Bu gün herkes, her konuyu biliyormuş gibi, hiçbir araştırma yapmadan, konuyla ilgili hiçbir kitap ve makale okumadan sırf duyduğu, dinlediği ve indi kanaatiyle ortaya atılan fikirler, her gördüğü konuyu bilircesine eleştiren, beğenmeyen, her olaya olumsuz bakan, hiçbir iyi gelişme ve fikri beğenmeyen bir kültür oluştu toplumumuzda. Bu beğenmezlik ve sorgulamadan, araştırmadan yapılan tenkitler aile içinde başlamaktadır.

Anne baba “eski kafa” olarak, kardeşler cahil ve bilgisiz görülmektedir. Her şeyi kendinin bildiğini sanmaktadır aile bireyleri. Bu anlayış karı koca arasında da mevcut olduğu için, birbirini beğenmeyen ve sürekli eleştiren eşler çoğu defa ocaklarını yıkarak çatışmayı sonlandırmaktadır.

Ailede öğrenilen bu geri kalmışlık, bencil, cahilce her şeyi eleştirme anlayışı iş ortamında, okulda, arkadaş çevrelerinde ve sosyal hayatta da devam ettiği için, bu yıkıcı mantık ve cahil kör döğüşü toplumu da bombalamakta ve bağları koparmaktadır.

Sosyal medyada okunan bir cümle, gördüğü bir video, duyduğu ilginç bir cümlenin ardına takılıp hiçbir araştırma yapmadan o fikri topa tutmak veya kesin kabul etmek tamamen cehaletin ürünü olabilir. Tenkitten önce ilgili konu araştırılır, sonra eleştiri yapılırsa bir anlam taşır.

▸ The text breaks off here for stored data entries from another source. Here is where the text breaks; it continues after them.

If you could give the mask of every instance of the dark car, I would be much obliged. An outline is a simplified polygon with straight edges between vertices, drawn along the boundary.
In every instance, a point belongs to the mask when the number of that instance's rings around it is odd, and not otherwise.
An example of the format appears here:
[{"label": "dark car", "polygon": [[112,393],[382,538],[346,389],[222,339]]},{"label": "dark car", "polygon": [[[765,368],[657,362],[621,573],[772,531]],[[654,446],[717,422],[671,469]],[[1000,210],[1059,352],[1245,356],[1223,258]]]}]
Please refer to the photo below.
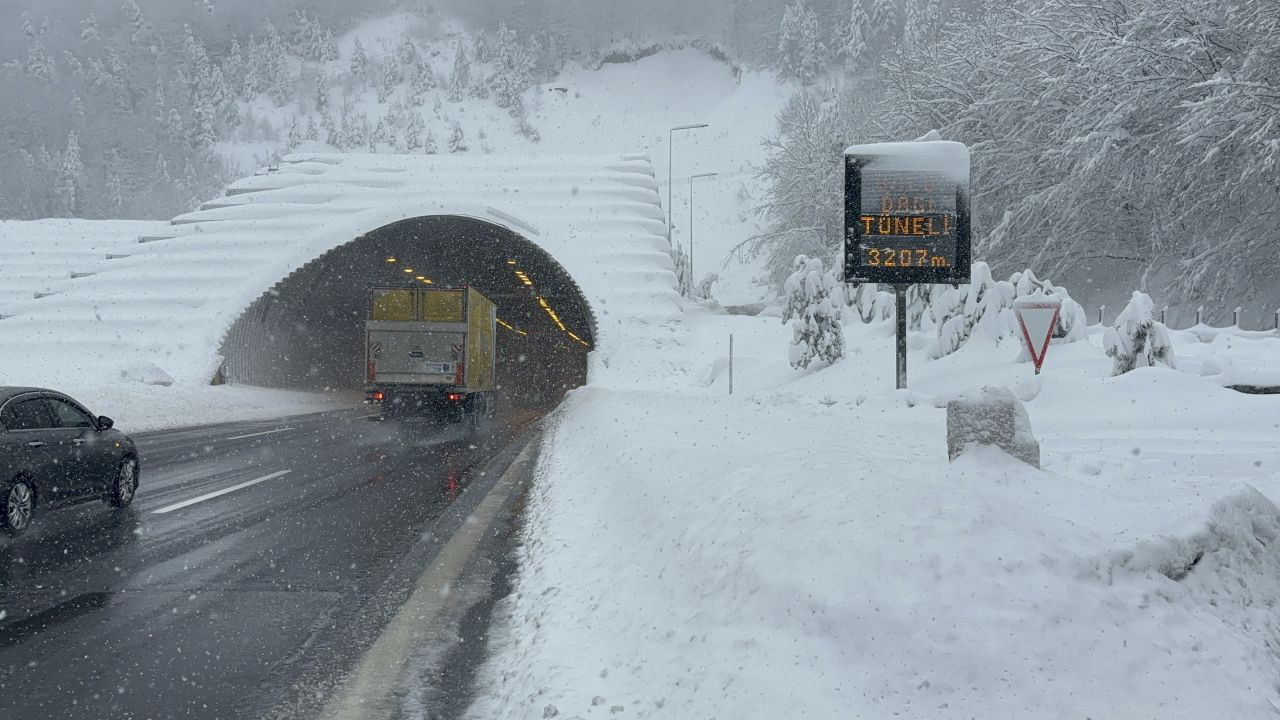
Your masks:
[{"label": "dark car", "polygon": [[17,535],[37,510],[133,502],[138,451],[112,424],[53,390],[0,387],[0,528]]}]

Allah, peygamber, dini değerler gibi daha çok inanmayı gerektiren konularda bile bir araştırma yapmadan yapılan eleştirilere tanık oluyoruz. Bu eleştirilerde olumlu ve olumsuz yönler değil, sürekli hata, kusur arama, yıpratma, objektiflikten uzak, taraflı ve art niyetli tartışmaların bir değeri olmaması gerekirken, toplumda ciddi bir çoğunluğun bu mesnetsiz ve yıkıcı düşüncelere kuyruk olduğunu da görmekteyiz.

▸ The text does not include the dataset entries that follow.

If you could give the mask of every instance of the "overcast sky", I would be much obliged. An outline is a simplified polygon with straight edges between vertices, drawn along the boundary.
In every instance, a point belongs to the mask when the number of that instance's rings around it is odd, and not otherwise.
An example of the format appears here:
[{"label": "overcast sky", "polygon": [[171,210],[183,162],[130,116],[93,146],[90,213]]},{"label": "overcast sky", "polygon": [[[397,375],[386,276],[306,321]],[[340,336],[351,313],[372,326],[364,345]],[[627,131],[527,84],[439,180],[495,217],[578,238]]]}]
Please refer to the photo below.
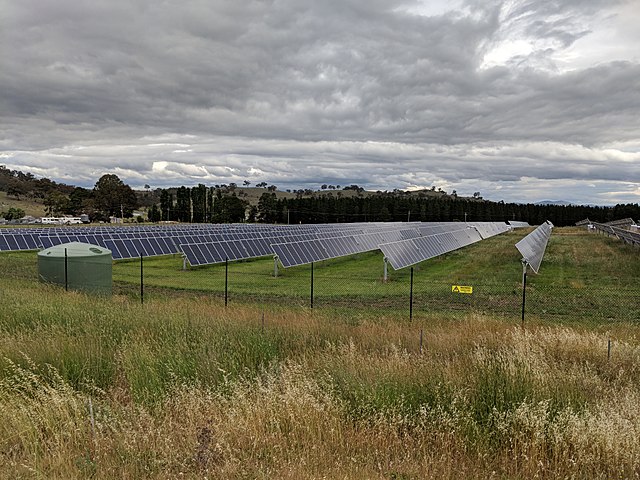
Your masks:
[{"label": "overcast sky", "polygon": [[640,202],[638,0],[0,0],[0,164]]}]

Son günlerde Hz. Peygamberin eşi Hz. Aişe ile evlilik yaşı tartışmaları buna örnek verilebilir. Evet bu konu alınıp eleştirilebilir elbette. Ancak bu bağrışmaların eleştiri olabilmesi için, eleştirmen önce o dönemin sosyal hayatına, geleneklerine, evlilik kurallarına, insanların anlayışlarına bakması gerekir. Bu münferit bir olay mı, yoksa genele yayılmış, kabul görmüş ve sıradan bir olay mı onu da görmesi gerekir. Eleştirdiğimiz konu günümüz anlayışında bir hata olsa bile, o gün bir ihtiyaç mıydı? Ona da bakmak gerekir.

Bizim de 60- 70 yıl önce toplumumuzda annelerimiz babalarımız ergenliğe girdikleri 13- 15 yaşlarında evlendiklerini görmekteyiz. Savaşlardan çıkmış, erkek nüfusun iyice dip yaptığı, ülke nüfusunun 15 milyonlara düştüğü bir dönemde hem nüfus, hem de insan gücüne olan ihtiyaçtan dolayı bir ihtiyaç iken, bu gün evlilik çağı 30’lara dayanmıştır.

Yaşadığımız bu dönemde ortaya elle tutulur bir başarı koyamayan herkes, her konuyu bilir gibi ahkam kesip eleştiri yapması toplumda ciddi çözülmelere neden olmaktadır. Bu nedenle her şeyi tenkit ve eleştiriden vaz geçip, bildiğimiz, araştırdığımız konularda eleştiri yapıyor olmamız bir erdem olarak görülebilir.